この町での四十年間の生活から得た知識である。

 まず、ベランダに出ると、東側の手すりにもたれて、海の様子、特に波の動きを観察する。波は見るたびにその表情を変える。色と動きがその日の天候状態をよく表出している。 今日の海は少し黒く、白波が小さく海面を走って、空模様が悪くなる前兆であった。

 国道十号線を電車が走っているが、乗客はまばらで二、三人が立って窓際より山の手の方を眺めている。最高級の望遠鏡なので、距離は相当離れていても、顔の表情までよく観察することができる。

 白波がたつ海をバックに建物が無造作にばらまかれ、道路が黒いテープのように直線にあるいは曲線に交差しあっていた。
 ホテルHがひときわ大きくそびえ、動くものは波と雲と、そして、車と人のみ。
さすがは駅前通りで、車と人の動きが目立つ。駅の裏側、西口に近年新しい道が一本開通した。
 オレンジ色に赤い線の入ったディーゼルカーが、北から南へと走っていくのが目に入る。その手前を列車と並行に並んで、かなりのスピードで、グリーン色の大型の単車が走っている。
 白いヘルメットに革のジャンパー、若さが弾んで走っていたが、交差点五メートルほど手前で急停車すると、後ろを振り返り、手をあげた。だれか知人でも発見したのであろう。 停車している単車の前方交差点角を一人の幼児が走っていった。後ろを振り返り、走っては止まり、また、後ろを振り返っていた。
「あぶないな」という予感がしたが、ヘルメットの若者はまだ後ろを振り返って眺めていた。
 幼児は、隠れるつもりか、交差点直前で急に走リだし、角を曲がった。案の定、幼児は止まっている単車にぶつかリ転んだ。
 ヘルメットの若者は、泣き声にびっくりして単車から飛び降りた。単車は路面に倒れた。若者は幼児を抱き起こした。額のあたりを負傷し、出血した血は、泣きじゃくる幼児の手につき、顔面に広がった。

 交差点を曲がった一人の女、幼児の母であろう。仰天して、手に持っていた荷物を放り出すと、子供のそばに駆け寄った。若者から子供を取り上げると、ふるえながら、ハンカチで顔の血をふいた。
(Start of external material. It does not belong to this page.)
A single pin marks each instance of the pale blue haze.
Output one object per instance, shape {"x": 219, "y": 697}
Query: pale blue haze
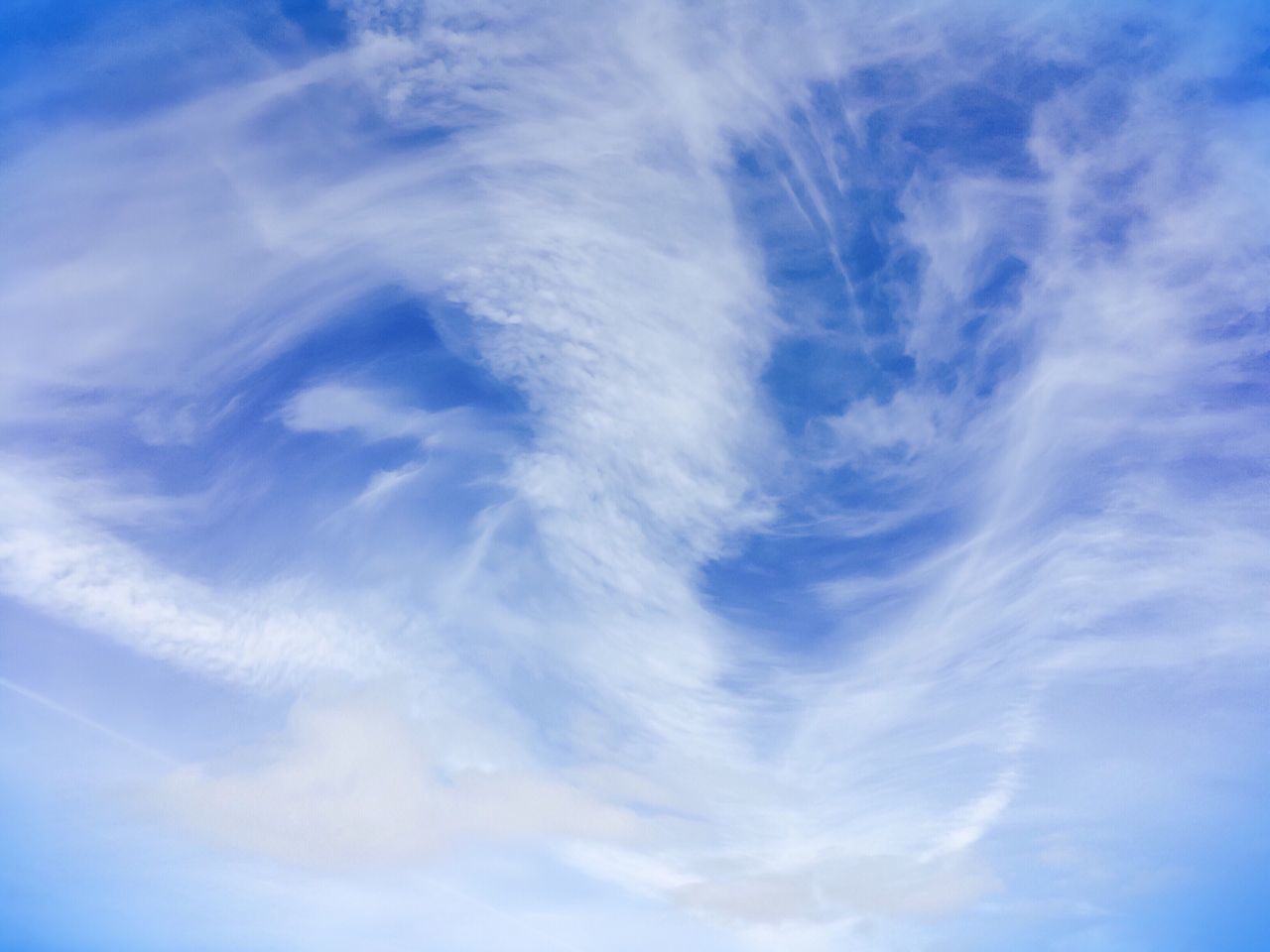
{"x": 731, "y": 476}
三人、四人とやじ馬が集まって、事件は意外な方向に発展しそうな雲行きである。

 若者は白いヘルメットをとり、単車を立て、母に、そして、やじ馬連中に向かって、何やら説明を始めたようである。確かに、若者は止まっていた。
 しかし、目撃者がいない場合は、現場の状況から、若者は完全に不利になるだろうことは予想された。やじ馬は、十五、六人に増え、パトカーがやって来た。係の警官が事故なれした態度でノートにメモを始めた。
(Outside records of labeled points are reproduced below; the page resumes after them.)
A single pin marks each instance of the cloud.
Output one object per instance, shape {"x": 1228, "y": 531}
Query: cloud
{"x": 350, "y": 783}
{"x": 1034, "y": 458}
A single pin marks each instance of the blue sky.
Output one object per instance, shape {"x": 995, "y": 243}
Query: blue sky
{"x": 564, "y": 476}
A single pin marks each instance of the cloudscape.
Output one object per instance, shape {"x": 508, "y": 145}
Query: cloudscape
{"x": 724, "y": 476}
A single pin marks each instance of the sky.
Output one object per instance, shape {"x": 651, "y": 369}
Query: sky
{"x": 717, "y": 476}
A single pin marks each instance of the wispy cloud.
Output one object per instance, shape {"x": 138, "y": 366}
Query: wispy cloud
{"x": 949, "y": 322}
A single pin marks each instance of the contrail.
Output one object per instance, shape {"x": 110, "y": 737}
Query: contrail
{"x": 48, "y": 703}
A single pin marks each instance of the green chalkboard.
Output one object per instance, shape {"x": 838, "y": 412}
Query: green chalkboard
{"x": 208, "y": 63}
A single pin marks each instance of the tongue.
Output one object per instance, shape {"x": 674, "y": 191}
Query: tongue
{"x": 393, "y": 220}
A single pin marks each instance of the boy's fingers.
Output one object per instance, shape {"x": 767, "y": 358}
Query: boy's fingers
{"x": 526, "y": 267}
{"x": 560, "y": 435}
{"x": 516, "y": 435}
 彼は音声の故障したテレビドラマを見るような気持ちで、自分流に解説をつけながら、この心理劇に望遠鏡の焦点をあわせていた。
 「制限速度オーバー、前方不注意、事故が軽くてよかった」
 「ち、ち、ちがいます。とっとっ・ ・」

 幼児も母親も時間の経過とともに落ち着きを取戻し、ことのなりゆきを他人ごとのように眺めていた。
 若者だけがひどく興奮して、青い顔を緊張させ、鼻をピクピク、何かいおうと口を開けるのだが、また、鼻をピクピク痙撃させると黙ってしまう。



 いつのまにか、上空には雲が広がり、望遠鏡の画面に粉雪が映ったが、彼はまだ望遠鏡を覗いていた。